Opponents of the proposed H.R. 1981 data retention bill point out that the legislation could be used to target a group of Internet users could share a single IP address. They note there are only a limited number of IPv4 addresses, the current schema most ISPs use to allocate IP addresses. While a single IP address is not a perfect identifier, a collection of IP addresses assigned to a user can be combined with other data elements to create a detailed map of a person’s location over time. Law enforcement could review the IP addresses used by a person to log onto her email account over the period of several months to create a detailed picture of that person’s daily routine. IP addresses can also indicate information about a user's physical proximity to other users. If two people are using the same IP address at the same time, they are likely at the same location.

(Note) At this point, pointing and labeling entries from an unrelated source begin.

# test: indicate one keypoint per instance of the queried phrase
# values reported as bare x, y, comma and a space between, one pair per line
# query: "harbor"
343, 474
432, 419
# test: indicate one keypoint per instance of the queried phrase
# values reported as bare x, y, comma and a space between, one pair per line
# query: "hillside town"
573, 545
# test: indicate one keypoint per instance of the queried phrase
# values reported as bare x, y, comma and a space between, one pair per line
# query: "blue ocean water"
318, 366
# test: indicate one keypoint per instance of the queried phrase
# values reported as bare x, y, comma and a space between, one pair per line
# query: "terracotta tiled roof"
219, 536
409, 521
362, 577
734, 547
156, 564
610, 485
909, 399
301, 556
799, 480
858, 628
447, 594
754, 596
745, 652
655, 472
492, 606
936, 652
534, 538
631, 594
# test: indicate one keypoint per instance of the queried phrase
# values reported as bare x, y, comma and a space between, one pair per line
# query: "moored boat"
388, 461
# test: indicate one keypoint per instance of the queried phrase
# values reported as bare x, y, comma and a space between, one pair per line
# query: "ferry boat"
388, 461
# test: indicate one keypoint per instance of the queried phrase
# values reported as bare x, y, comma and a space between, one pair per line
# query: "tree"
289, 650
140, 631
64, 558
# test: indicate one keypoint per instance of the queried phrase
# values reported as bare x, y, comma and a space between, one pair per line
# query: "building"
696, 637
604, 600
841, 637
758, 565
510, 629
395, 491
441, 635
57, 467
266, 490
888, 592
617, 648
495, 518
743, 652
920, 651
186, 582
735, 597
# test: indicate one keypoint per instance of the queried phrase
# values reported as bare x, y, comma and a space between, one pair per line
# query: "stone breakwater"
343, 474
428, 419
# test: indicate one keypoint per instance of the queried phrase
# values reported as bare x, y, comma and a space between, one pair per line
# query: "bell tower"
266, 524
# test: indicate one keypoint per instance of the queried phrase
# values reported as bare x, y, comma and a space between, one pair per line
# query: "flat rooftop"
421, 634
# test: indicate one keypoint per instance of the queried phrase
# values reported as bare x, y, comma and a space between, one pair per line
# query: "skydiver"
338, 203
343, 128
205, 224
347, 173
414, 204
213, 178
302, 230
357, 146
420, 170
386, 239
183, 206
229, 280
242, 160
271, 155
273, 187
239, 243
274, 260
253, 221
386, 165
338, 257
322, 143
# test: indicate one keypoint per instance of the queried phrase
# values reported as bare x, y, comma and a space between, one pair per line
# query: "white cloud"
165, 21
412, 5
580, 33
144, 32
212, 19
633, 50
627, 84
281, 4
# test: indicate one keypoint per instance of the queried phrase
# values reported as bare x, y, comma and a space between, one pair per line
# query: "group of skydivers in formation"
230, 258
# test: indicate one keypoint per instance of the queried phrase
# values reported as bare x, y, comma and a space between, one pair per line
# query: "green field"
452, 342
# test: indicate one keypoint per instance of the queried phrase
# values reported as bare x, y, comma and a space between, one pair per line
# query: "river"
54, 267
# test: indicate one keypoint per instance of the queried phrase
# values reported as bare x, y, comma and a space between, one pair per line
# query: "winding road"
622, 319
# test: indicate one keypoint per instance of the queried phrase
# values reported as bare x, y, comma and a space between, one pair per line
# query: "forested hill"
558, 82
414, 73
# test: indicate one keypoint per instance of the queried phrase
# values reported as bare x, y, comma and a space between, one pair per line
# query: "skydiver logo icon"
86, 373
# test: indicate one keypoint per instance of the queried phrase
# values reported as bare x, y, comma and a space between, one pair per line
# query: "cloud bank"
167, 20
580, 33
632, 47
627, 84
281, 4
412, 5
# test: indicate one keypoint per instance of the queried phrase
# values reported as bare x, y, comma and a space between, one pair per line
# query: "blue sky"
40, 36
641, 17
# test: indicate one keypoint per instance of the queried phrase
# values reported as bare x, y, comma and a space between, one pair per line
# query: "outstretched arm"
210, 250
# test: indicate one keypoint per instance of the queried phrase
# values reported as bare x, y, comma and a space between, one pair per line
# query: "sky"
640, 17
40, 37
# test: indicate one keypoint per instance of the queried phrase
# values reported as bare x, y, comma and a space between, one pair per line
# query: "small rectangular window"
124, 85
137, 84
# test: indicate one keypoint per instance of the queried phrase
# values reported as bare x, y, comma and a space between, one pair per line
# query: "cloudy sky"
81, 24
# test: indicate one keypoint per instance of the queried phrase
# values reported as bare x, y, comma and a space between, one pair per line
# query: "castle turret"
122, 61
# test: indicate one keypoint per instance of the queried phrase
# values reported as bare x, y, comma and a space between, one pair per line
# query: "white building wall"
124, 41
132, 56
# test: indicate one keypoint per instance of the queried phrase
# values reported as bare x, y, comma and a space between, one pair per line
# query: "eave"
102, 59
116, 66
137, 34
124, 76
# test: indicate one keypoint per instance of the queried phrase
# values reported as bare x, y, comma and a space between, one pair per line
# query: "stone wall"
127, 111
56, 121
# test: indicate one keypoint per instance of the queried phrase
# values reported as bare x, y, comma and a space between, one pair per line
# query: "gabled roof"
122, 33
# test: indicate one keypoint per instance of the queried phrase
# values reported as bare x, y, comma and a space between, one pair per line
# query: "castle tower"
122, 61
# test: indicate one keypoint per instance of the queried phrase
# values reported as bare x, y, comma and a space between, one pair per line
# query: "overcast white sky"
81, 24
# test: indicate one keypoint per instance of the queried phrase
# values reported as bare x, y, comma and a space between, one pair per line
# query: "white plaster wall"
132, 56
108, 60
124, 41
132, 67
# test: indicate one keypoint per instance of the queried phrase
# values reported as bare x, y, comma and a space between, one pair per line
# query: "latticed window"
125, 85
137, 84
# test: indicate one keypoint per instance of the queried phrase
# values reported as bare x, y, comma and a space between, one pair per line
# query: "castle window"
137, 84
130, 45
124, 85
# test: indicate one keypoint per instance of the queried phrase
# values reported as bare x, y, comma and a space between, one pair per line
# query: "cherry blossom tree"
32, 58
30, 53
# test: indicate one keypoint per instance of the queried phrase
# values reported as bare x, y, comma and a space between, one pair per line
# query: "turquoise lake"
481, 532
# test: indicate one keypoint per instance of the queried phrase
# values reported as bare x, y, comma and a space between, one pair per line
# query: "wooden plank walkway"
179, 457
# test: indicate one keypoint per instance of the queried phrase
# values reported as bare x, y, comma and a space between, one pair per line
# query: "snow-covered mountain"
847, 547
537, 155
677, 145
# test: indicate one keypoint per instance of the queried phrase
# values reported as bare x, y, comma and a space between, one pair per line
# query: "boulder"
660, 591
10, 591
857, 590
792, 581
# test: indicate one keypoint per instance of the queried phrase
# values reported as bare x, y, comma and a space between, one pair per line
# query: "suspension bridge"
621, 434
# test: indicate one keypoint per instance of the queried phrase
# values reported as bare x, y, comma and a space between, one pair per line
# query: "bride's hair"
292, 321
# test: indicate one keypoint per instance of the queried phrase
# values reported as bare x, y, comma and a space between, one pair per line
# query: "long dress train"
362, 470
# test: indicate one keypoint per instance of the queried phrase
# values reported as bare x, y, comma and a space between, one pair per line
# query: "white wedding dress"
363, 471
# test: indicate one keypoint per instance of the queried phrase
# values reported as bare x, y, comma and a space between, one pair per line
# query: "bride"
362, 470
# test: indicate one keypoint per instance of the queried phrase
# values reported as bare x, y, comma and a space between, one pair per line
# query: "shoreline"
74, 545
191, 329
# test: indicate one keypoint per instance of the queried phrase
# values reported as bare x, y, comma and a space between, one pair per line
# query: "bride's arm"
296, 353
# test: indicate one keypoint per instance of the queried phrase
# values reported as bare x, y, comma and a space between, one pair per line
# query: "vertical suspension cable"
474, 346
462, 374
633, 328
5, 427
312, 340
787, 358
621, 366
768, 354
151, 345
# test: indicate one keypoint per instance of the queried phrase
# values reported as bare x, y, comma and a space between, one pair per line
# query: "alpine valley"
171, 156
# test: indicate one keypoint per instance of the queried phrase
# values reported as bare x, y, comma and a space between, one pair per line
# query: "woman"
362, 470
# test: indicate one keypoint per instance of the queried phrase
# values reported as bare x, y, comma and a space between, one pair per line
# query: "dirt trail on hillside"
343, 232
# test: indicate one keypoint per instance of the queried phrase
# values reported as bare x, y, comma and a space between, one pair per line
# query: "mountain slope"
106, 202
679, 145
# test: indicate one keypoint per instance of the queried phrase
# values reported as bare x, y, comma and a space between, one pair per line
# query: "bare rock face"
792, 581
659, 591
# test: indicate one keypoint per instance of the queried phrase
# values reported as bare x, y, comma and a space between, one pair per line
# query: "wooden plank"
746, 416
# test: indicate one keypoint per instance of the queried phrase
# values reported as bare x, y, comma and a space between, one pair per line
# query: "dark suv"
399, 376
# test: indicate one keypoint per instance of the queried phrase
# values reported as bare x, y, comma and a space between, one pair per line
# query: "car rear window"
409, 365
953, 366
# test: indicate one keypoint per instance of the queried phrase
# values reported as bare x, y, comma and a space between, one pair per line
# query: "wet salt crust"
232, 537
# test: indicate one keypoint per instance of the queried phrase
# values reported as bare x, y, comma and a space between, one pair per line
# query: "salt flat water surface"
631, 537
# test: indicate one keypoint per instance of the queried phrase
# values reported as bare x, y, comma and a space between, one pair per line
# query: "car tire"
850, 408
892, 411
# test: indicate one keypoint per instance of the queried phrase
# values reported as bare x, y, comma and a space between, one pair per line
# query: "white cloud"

Those who oppose H.R. 1981 also note that law enforcement could use the proposed law to demand that a social network hand over the IP addresses and logged-in times of an individual using its service. Law enforcement could then combine this information with data from an ISP or mobile carrier to determine who was assigned to each of those IP addresses. For mobile providers, each entry could be combined with data about one’s GPS location. This would give law enforcement the ability to know when an individual was posting to a social network as well as her location. While data from ISPs would be slightly less exact, it could still provide a detailed portrait of an individual’s physical location each time she logged in. The U.S. government attempted to gather this kind of information when it pressured Twitter to hand over data about Icelandic parliamentarian Birgitta Jónsdóttir’s as part of the WikiLeaks investigation. There have been numerous other occasions where law enforcement have pressured Internet companies to hand over the IP addresses and times that individuals used their services.
Activists at Demand Progress, have noted that H.R. 1981 might force Internet companies to retain even more data, including detailed banking information. The proposed bill is an amendment to 18 USC § 2703 which defines the terms under which companies that store electronic customer data must disclose it to the government. H.R. 1981 would amend and expand this law in a way that “enables the identification of the corresponding customer or subscriber information under subsection (c)(2) of this section.” Subsection (c)(2) would require companies to turn over to the government without a warrant detailed information including customer’s name, address, records of session times and durations, the length of service (including start date) and types of service utilized plus credit card or bank account number.